On 14/01/2023 22:05, Ihor Radchenko wrote:
<tomas@tuxteam.de> writes:

Now there's still enough work for the applications to do: presentation,
parsing, disambiguation, if necessary asking the user for help. Someone
mentioned PostgreSQL -- this is a nice example of what can be done beyond
the (comparatively!) boring details of time zone management :-)

Do I understand correctly that PostgreSQL insists on using timestamps
with time zone info in favour or ordinary timestamps? Exactly to avoid
issues with the same timestamp pointing to a different real time from
epoch depending on the current OS time zone setting?
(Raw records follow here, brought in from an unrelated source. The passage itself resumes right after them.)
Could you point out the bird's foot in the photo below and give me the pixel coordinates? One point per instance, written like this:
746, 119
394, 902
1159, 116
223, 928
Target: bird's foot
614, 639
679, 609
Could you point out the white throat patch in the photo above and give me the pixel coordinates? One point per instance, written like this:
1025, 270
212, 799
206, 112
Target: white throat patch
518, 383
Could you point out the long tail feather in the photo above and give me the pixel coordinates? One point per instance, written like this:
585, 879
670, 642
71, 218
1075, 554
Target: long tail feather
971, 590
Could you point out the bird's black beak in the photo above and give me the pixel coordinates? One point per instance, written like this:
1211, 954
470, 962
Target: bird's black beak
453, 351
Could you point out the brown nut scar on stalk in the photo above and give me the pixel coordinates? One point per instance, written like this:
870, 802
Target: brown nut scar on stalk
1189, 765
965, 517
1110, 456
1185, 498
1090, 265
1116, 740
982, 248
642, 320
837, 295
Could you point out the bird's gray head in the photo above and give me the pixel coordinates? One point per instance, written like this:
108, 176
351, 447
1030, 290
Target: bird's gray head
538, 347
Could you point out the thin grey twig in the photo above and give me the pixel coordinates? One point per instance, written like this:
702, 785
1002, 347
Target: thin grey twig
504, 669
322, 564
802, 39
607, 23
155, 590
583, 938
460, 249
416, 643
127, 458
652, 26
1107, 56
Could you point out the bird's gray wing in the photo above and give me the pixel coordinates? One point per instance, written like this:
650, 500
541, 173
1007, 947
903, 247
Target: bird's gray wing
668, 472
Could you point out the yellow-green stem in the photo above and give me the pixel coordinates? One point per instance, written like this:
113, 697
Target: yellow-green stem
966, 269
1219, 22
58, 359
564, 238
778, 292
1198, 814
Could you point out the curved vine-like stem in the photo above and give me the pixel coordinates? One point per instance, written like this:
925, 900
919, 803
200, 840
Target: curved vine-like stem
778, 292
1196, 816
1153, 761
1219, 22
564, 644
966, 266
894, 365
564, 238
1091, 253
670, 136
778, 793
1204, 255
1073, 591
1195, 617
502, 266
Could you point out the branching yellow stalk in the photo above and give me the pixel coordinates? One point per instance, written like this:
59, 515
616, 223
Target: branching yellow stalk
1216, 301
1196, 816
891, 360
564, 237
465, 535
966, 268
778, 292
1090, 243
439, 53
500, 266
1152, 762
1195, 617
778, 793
My points of what that wiki page tries to say:

PostgreSQL has better support of timezone conversions than some of other databases or middleware libraries. That is why taking advantage of the postgres feature allows to create more reliable application. The recipe is to allow postgres to store timestamps in UTC and to delegate it time conversion by specifying "timestamp with time zone" type.

"With time zone" does not mean that original time zone is stored. It is converted to UTC from explicitly specified timezone or from the one set for client's connection.

Some postgres time related types was added just because they are required to pass SQL compliance tests or to allow easier migration from other databases. They should be avoided when possible.

I totally agree with the recommendation to use timestamptz for data related to something in history: billing, bank transactions, etc.

However it is call to trouble for planned events and schedules. Not frequent, so almost untested use cases.

If I remember correctly, another type, timestamp (without tz), may be cast on demand to any timezone (stored in another column or passed from application). So it may be used obtain correct UTC timestamp after update of timezone database.

Thinking more about this, I can see how it can be important for
clocking, and similar auto-recorded information. Users may be surprised
to record clocking on some task yesterday just to find the clocking data
in future upon travelling from Singapore to San Fran.

In the case of crossing international date line it is certainly an issue. Users often crossing of timezone border with several hours time difference may need to specify timezone explicitly as well. For others timezone change history should be enough to calculate duration of clocking intervals from regular local time.